Writer's picture: Atul VhaleAtul Vhale

Updated: Dec 27, 2022

Right now, I'm at my parent's house in a small village called Shelgaon in Solapur district, 6 km from Barshi tehsil. Being born and raised here, I'm familiar with agricultural trends over the past couple of decades. Let me attempt to discern a growing concern related to agriculture. Traditionally, our village is known for cultivating sorghum (jowar), wheat, pulses including split red gram (tur dal), black gram (urad dal), split Bengal gram (harbara dal), sugarcane, brinjal, peanuts, sunflowers etc. However, over 90% of the farmers have been choosing to cultivate onions since last decade. When I inquired more about this, I learned that the majority of the villages in western Maharashtra have seen similar trend. Basically, it seems like everyone has caught the "onion fever" and is trying to cash in on the high profits.



Shift in farming across western Maharashtra has triggered two issues:

  • As a result, this trend has created a shortage of essential crops that everyone relies on for nutrition

  • This shortage also explains the soaring prices of essential foods.


Let’s understand causes of this shift:

  1. The main reason for the shift is that onions generate profit by 3X or more compared to other crops, although it is highly volatile, like stock market and crypto prices

  2. The turnaround time for onions is only 4-5 months and can be grown in three seasons per year while other crops take more time and only once a year - from preparing ground to get yield in the market. Even urban businesses would take this path, wouldn’t they? - agile vs waterfall, many short-term engagement vs one long term

  3. Other crops such as pulses or sugarcane degrade the soil quality. After harvesting, it requires plowing, harrowing, and manuring which demand more efforts, resources, and costs to prepare the ground

Unsure if the government has identified this issue but we may want to pose a few questions:


Can the government enable diversifying crops with little intervening and policy enforcement?

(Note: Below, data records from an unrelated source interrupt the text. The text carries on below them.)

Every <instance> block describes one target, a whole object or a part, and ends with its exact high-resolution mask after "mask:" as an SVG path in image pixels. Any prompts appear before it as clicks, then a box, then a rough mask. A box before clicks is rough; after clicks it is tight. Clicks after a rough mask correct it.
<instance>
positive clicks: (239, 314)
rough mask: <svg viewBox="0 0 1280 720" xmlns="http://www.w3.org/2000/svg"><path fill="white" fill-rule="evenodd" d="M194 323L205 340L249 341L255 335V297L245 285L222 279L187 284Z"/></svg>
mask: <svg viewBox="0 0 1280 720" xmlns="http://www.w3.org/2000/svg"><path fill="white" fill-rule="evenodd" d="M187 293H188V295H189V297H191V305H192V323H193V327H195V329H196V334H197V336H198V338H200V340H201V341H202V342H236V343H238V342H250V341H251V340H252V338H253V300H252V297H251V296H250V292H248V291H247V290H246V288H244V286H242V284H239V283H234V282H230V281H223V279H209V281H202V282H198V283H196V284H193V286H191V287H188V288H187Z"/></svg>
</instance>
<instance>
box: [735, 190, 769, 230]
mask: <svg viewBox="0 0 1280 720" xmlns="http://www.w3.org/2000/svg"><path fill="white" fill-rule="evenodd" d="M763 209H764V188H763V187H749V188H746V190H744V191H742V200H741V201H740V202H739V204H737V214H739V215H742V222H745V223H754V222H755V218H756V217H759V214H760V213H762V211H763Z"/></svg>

State governments may want to take initiatives to help farmers make profit from diversified crops by dislodging unwanted stakeholders and processes involved in selling yield. Provide farming equipments to farmers on rent or discounted price because most of them can’t afford to buy at MRP


How might we get citizens engaged in farming without direct intervention?


This might sound like a crazy and vague suggestion but entrepreneures should start thinking collectively over how blockchain can be implemeneted in agriculture related businesses. Imagine a software developer putting money into growing potatoes using a blockchain based p2p platform. Both the parties having consensual smart contracts which offers trustless validation or based on 'proof of history'. One may ask but how not-so-digital-savvy farmers will use blockchain based dApp and answer to that is just how people adapted digital payments countrywide.

How might we cultivate entrepreneurial culture among farmers?


Farmers will not prosper if they just rely on produce from land. They must be engaged in linked businesses and by that I do not mean just cattle farming. When I asked one of my friends in the village, “How profitable is selling milk to dairy?”, to which he said, “Hardly anyone had made a profit out of this. It’s people who run a dairy that make the most money”. It may sound naive but what if we democratize who runs a dairy business or any other companies that depend on raw material from farms? Imagine many farmers come together with a small amount which can be invested in business, become shareholders and who can also govern the whole decision making similar to tokens used in blockchain for governance and community decision making.


I believe that little innovation and system thinking may give birth to new opportunities to uplift lives of struggling farmers.